Feb 11, 2013
Julius Melnitzer, Legal Post, Financial Post
As Robert Carson and Kevin O’Brien of Osler Hoskin & Harcourt report in the firm’s latest Update, the Court of Appeal for Ontario has decided to sit a five-judge panel to resolve the issues that have arisen around the limitation period applicable to securities class actions for secondary market representations.
As well they should. If there ever was a case that made a mess of the civil litigation process, was short-sighted, caused delays and additional expense, and hampered access to justice, it was the Court’s decision in Sharma v. Timminco Ltd. The court ruled that plaintiffs in secondary market misrepresentation class actions had to bring their case within three years of the date that the misrepresentation was made.
Extending the limitation period is not a new concept. For years, judges have done so with respect to various prescriptions by applying the doctrine of “special circumstances” or making a nunc pro tunc order, the effect of which is to backdate the granting of an order to an earlier date. Whether judges could grant relief on these grounds under the Securities Act was an issue that would inevitably arise.

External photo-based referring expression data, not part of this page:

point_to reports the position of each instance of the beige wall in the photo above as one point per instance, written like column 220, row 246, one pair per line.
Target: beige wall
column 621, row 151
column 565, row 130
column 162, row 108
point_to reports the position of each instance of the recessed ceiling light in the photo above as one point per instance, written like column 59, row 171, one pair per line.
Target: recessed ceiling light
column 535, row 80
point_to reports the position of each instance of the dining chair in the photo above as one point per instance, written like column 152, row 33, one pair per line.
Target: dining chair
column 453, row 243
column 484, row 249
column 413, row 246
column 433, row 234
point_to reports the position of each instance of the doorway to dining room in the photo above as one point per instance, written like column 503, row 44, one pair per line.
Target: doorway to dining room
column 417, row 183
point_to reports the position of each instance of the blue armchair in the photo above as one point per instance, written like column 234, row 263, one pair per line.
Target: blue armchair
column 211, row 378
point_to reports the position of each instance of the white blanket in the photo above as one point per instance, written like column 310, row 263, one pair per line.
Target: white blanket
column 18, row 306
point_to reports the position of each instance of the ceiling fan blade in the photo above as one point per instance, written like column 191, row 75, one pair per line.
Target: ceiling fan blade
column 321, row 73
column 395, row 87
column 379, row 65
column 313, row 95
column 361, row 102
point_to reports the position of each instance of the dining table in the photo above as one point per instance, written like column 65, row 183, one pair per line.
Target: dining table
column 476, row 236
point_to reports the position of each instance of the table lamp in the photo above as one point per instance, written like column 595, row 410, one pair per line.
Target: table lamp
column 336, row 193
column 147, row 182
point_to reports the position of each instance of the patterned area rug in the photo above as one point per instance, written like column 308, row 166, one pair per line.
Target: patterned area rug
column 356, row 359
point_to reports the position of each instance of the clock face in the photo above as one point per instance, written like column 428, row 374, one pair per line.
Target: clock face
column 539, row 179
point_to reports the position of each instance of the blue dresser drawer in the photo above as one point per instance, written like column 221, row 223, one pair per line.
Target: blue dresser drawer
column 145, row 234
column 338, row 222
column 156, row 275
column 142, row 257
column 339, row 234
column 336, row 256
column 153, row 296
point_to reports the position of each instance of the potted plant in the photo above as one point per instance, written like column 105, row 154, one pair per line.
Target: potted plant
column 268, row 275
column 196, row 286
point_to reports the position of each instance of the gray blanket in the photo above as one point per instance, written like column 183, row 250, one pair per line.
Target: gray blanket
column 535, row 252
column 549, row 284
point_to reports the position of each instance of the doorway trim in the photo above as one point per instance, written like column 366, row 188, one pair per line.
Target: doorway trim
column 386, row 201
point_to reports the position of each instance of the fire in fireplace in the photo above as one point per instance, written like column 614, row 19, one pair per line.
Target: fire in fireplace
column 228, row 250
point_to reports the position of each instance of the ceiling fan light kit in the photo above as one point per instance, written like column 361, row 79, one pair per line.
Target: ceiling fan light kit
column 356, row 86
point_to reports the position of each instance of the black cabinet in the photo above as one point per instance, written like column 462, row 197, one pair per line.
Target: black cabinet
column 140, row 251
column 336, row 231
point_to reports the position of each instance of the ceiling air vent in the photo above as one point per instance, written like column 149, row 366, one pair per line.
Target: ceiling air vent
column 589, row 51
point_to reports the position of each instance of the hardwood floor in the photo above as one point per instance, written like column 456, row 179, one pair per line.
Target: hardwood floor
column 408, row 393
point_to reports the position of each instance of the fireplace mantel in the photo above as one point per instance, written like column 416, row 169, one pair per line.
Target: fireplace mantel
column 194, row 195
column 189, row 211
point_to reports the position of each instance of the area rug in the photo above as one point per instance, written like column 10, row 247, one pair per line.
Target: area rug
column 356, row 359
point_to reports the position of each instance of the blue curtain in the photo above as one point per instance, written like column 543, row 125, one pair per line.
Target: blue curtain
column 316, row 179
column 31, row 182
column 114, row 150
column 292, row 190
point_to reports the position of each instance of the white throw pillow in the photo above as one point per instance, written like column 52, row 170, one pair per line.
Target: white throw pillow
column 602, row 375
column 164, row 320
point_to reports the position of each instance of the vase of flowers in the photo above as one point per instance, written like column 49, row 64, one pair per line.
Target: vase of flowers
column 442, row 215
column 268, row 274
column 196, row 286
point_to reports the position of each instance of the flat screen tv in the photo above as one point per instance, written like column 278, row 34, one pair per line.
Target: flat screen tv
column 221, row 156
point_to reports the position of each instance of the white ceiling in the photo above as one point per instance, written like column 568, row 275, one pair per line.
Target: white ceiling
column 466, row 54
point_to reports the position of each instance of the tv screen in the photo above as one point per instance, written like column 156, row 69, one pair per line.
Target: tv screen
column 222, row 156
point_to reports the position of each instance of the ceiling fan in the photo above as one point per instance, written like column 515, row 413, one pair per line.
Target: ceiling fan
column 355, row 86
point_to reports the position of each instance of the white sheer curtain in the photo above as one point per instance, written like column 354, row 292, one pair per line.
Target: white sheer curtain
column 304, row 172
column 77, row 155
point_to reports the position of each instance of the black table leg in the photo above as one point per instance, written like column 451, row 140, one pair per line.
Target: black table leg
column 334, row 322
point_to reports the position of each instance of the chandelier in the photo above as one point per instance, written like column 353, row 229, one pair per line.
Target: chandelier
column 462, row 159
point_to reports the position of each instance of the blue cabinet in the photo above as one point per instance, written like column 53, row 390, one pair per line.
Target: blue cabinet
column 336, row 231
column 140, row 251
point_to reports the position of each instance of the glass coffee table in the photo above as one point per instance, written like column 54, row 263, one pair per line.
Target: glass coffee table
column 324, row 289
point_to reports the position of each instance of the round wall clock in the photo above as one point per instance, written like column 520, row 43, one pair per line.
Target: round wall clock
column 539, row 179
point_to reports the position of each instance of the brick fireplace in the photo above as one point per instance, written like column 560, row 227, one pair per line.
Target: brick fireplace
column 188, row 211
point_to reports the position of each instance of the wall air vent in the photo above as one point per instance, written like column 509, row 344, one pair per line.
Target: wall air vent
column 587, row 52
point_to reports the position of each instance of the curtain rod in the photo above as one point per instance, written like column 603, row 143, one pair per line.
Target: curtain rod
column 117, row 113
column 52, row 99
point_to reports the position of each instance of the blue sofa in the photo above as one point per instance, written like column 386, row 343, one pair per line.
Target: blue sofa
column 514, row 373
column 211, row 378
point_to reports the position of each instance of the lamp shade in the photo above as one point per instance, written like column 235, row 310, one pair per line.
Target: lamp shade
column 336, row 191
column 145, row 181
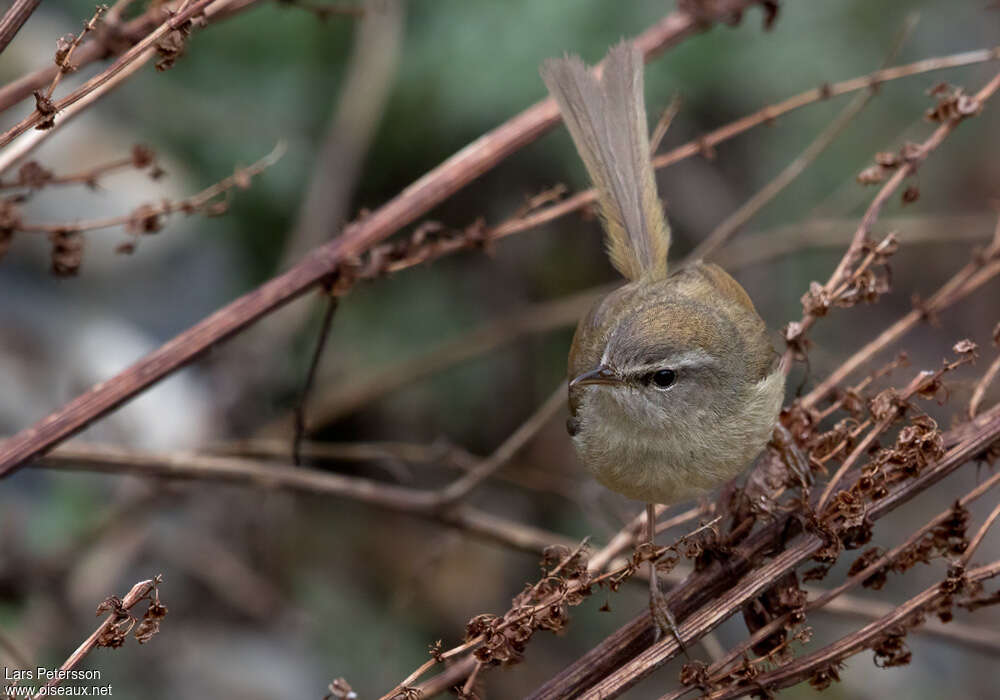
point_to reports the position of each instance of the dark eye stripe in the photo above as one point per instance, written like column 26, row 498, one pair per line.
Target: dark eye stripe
column 662, row 379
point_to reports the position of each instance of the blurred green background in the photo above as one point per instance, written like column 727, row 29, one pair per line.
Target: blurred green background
column 271, row 595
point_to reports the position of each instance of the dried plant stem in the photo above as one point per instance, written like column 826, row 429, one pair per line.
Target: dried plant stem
column 763, row 116
column 568, row 310
column 14, row 651
column 447, row 178
column 984, row 267
column 826, row 598
column 439, row 452
column 31, row 140
column 920, row 381
column 977, row 539
column 520, row 222
column 140, row 49
column 735, row 221
column 613, row 665
column 95, row 49
column 86, row 177
column 196, row 202
column 300, row 407
column 136, row 594
column 115, row 460
column 803, row 667
column 982, row 385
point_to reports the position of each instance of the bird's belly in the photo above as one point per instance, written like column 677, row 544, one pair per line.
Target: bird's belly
column 664, row 466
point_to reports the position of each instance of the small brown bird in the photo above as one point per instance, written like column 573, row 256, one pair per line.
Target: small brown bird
column 674, row 384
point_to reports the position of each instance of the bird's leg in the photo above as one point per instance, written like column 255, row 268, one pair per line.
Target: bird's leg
column 662, row 617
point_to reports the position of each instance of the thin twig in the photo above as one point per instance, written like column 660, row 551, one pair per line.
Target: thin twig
column 139, row 50
column 735, row 221
column 981, row 269
column 14, row 18
column 125, row 36
column 136, row 594
column 801, row 668
column 982, row 385
column 796, row 331
column 463, row 167
column 115, row 460
column 977, row 539
column 616, row 655
column 300, row 407
column 28, row 142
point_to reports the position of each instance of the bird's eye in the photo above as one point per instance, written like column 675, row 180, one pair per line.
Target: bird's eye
column 662, row 378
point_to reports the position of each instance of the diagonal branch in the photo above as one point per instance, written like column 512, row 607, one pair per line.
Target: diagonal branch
column 449, row 177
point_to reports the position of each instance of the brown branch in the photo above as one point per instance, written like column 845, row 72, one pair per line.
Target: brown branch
column 627, row 655
column 982, row 385
column 115, row 460
column 101, row 47
column 977, row 539
column 568, row 310
column 735, row 221
column 32, row 140
column 795, row 332
column 983, row 267
column 141, row 158
column 802, row 668
column 176, row 21
column 300, row 406
column 14, row 18
column 457, row 171
column 64, row 55
column 102, row 635
column 827, row 598
column 147, row 218
column 475, row 235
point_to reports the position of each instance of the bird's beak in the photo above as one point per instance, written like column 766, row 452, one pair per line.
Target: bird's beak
column 601, row 375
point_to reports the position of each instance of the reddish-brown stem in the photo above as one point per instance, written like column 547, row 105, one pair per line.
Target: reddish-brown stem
column 456, row 172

This having been said, shouldn’t the court, with its publicly professed concerns about delay and access to justice, decided in Timminco whether the limitation period could be extended? It would be all over now if they did, subject only to an appeal to the Supreme Court of Canada, which is something that is likely going to happen no matter what the Court of Appeal now decides.
And here’s a suggestion that I believe would earn more than a few brownie points: whatever the result of the current appeals, have the Court of Appeal pay all parties’ costs out of its own budget. Ridiculous as this somewhat tongue-in-cheek suggestion may seem, there’s an argument that it would make sense to the public, if not to the profession.